Da Kidane dem EFF-Anwalt Nate Cardozo zufolge klagen könnte, wenn ein äthiopischer Agent die Überwachungstechnologie vor Ort installiert hätte, halten die EFF-Anwälte die Gerichtsentscheidung für unzeitgemäß und nicht an den Stand der Technik angepasst. In diesem Zusammenhang verweisen sie auch auf die Rechtslagen in anderen Ländern, wo sich die örtliche Zuständigkeit von Gerichten nicht daran orientiert, wo der Verursacher sitzt, sondern daran, wo der attackierte Computer stand.
Ausnahmezustand in Äthiopien
In Äthiopien wurde am 9. Oktober der Ausnahmezustand verhängt, der vorerst sechs Monate lang gelten soll. Seitdem nahmen die Sicherheitsbehörden etwa 1.500 Menschen fest. Hintergrund sind teilweise gewalttätige Proteste der Volksgruppe der Oromo, die seit fast einem Jahr anhalten und bei denen es zahlreiche Tote gab (vgl. Äthiopien: Mindestens 52 Tote bei Oromo-Veranstaltung).

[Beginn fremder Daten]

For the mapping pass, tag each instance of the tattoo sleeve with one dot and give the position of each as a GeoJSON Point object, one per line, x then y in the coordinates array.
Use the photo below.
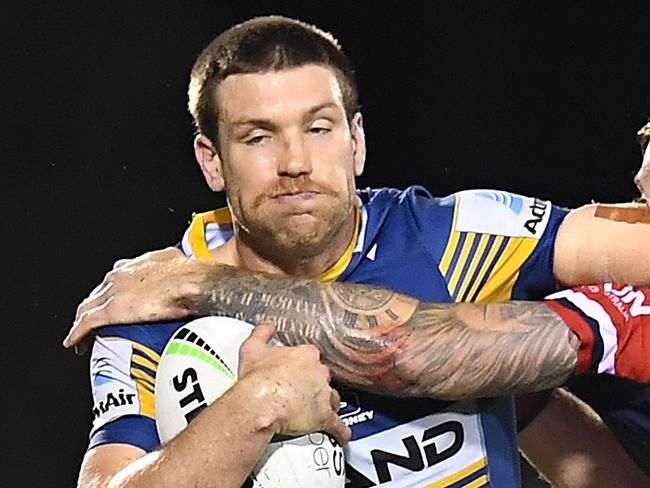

Ursprünglicher Anlass der Oromo-Proteste war der Plan, die Verwaltungsgrenzen von Addis Abeba auf Kosten der die Hauptstadt umgebenden Oromo-Region auszudehnen. Dieser Plan wurde im Januar fallen gelassen - aber die Proteste gingen weiter. Seit Februar liefern sich Oromo-Milizen Gefechte mit der Polizei. Im März hatten die Auseinandersetzungen auch räumlich ein Ausmaß angenommen, dass sich der BBC-Korrespondent James Jeffrey fragte, ob sie die Einheit des Landes gefährden (vgl. Löst sich Äthiopien auf?).
Die früher als "Galla" bekannten Oromo, die auch in Kenia leben, sind die größte Volksgruppe in Äthiopien. Der Anteil der etwa zur Hälfte christlichen und zur Hälfte moslemischen Ethnie ist mit knapp 35 Prozent deutlich größer als der der etwa sechs Prozent Tigray, die seit dem letzten Umsturz 1991 die politisch einflussreichste Volksgruppe sind. Inzwischen gibt es auch Proteste unter den 27 Prozent Amharen, die vor 1991 das Sagen hatten und mit den Tigray (mit denen sie manchmal als Abessinier zusammenfasst werden), verwandt sind.